Just as we expected, Independent Spirit Awards lavished nominations upon "Precious: Based on the Novel 'Push' by Sapphire" today, thereby addressing the film's ridiculous snub by the other, rival prize for independent films, the Gotham Awards, which gave their top trophy last night to "The Hurt Locker."
This year's clash between the two awards — bestowed by rival factions of an organization that split in 2006 — marks the height of absurdity in awards land. Each side is embracing one of the two top indies — "The Hurt Locker" or "Precious" — to the exclusion of the other. In the end, both awards look foolish and everybody loses.
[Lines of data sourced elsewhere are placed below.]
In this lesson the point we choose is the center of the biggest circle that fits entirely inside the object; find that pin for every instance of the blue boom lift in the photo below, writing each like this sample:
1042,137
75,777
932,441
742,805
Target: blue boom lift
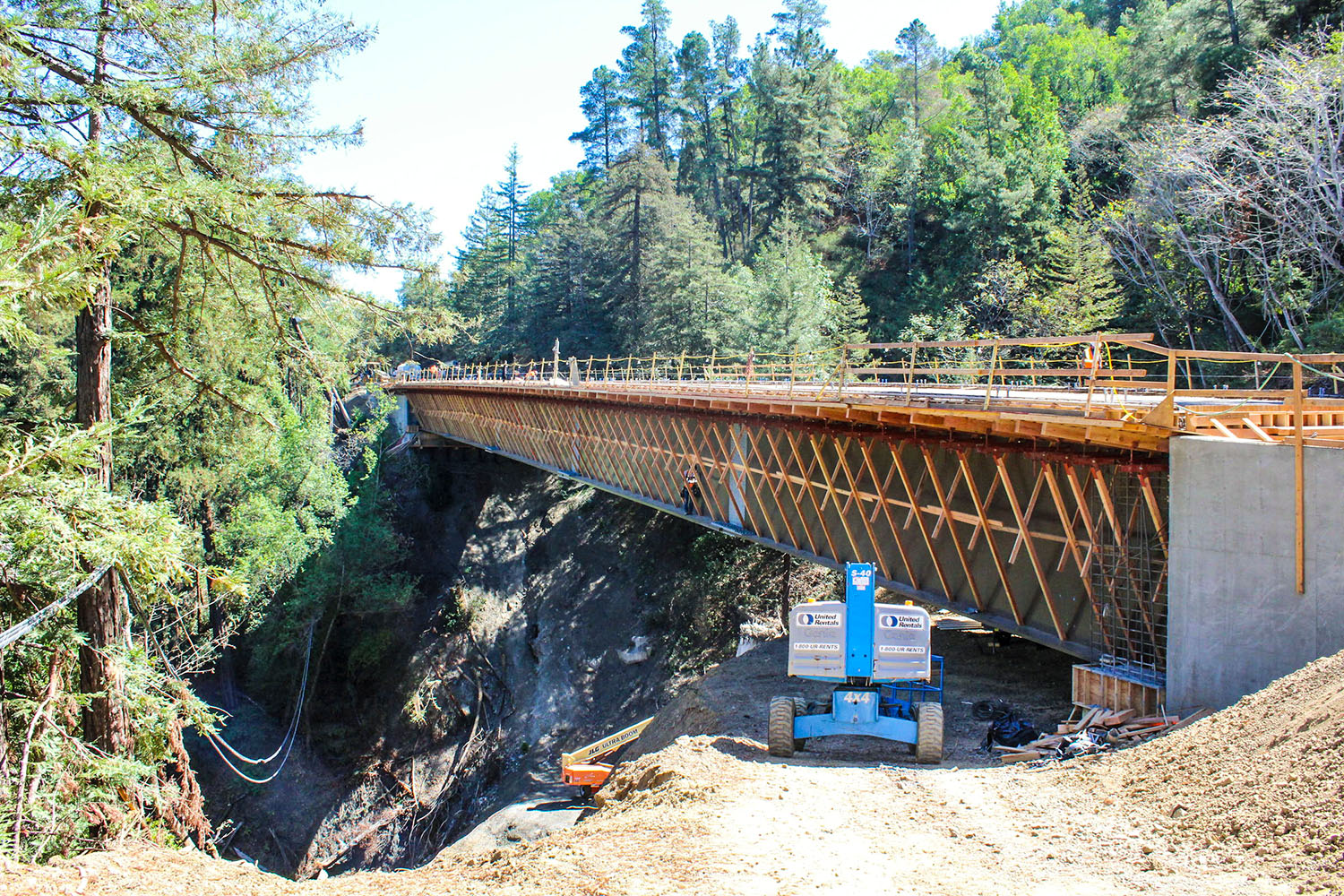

"The Hurt Locker" isn't eligible at the Indie Spirits this year so it won't be going head to head with "Precious" on awards night, but it was eligible last year and failed to be nominated for best picture. How clueless is that? Jeremy Renner and Anthony Mackie received lead- and supporting-acting bids, so we know that it was on voters' radar. They just didn't think it was worthy of consideration for the top prize. Instead, nominees were "Ballast," "Frozen River," "Rachel Getting Married," "Wendy and Lucy" and the winner, "The Wrestler."
In recent months, "The Hurt Locker" has built up deafening buzz. The Gotham Awards — based in Manhattan — saw their chance to swoop in and give "The Hurt Locker" the kudos love it should have received from their Los Angeles counterpart, but, strangely, the Gothams decided to snub the other top indie film in the process: "Precious."
Get the picture? Can you guess what's going to win the Indie Spirit Award this year? Does it even matter that there are four other nominees: "(500) Days of Summer," "Amreeka," "Sin Nombre" and "The Last Station"?
This game of tug-of-war (or, rather, snub and makeup hug) between the indie awards goes on all the time. The Spirits voted "Juno" best picture of 2007, for example, after it failed to nab a top nom at the Gothams.
Is this a good thing or a bad thing? On one hand, it's outrageous to watch these awards take turns pointing out how foolish their rival is, but maybe it's a good thing because, in the end, more worthy indie films get recognized.
But, meantime, the war shows how clueless they both can be — and how faulty their award processes are. Last night, the Gotham Awards staged a sham at Cipriani Wall Street. The ceremony may have looked so glam, being packed with glitterati like Alec Baldwin, Natalie Portman and Stanley Tucci plus emerging indie talents like director Kathryn Bigelow. But it was a hollow prize being bestowed from the podium if this year's other top indie, "Precious," wasn't even invited to the party.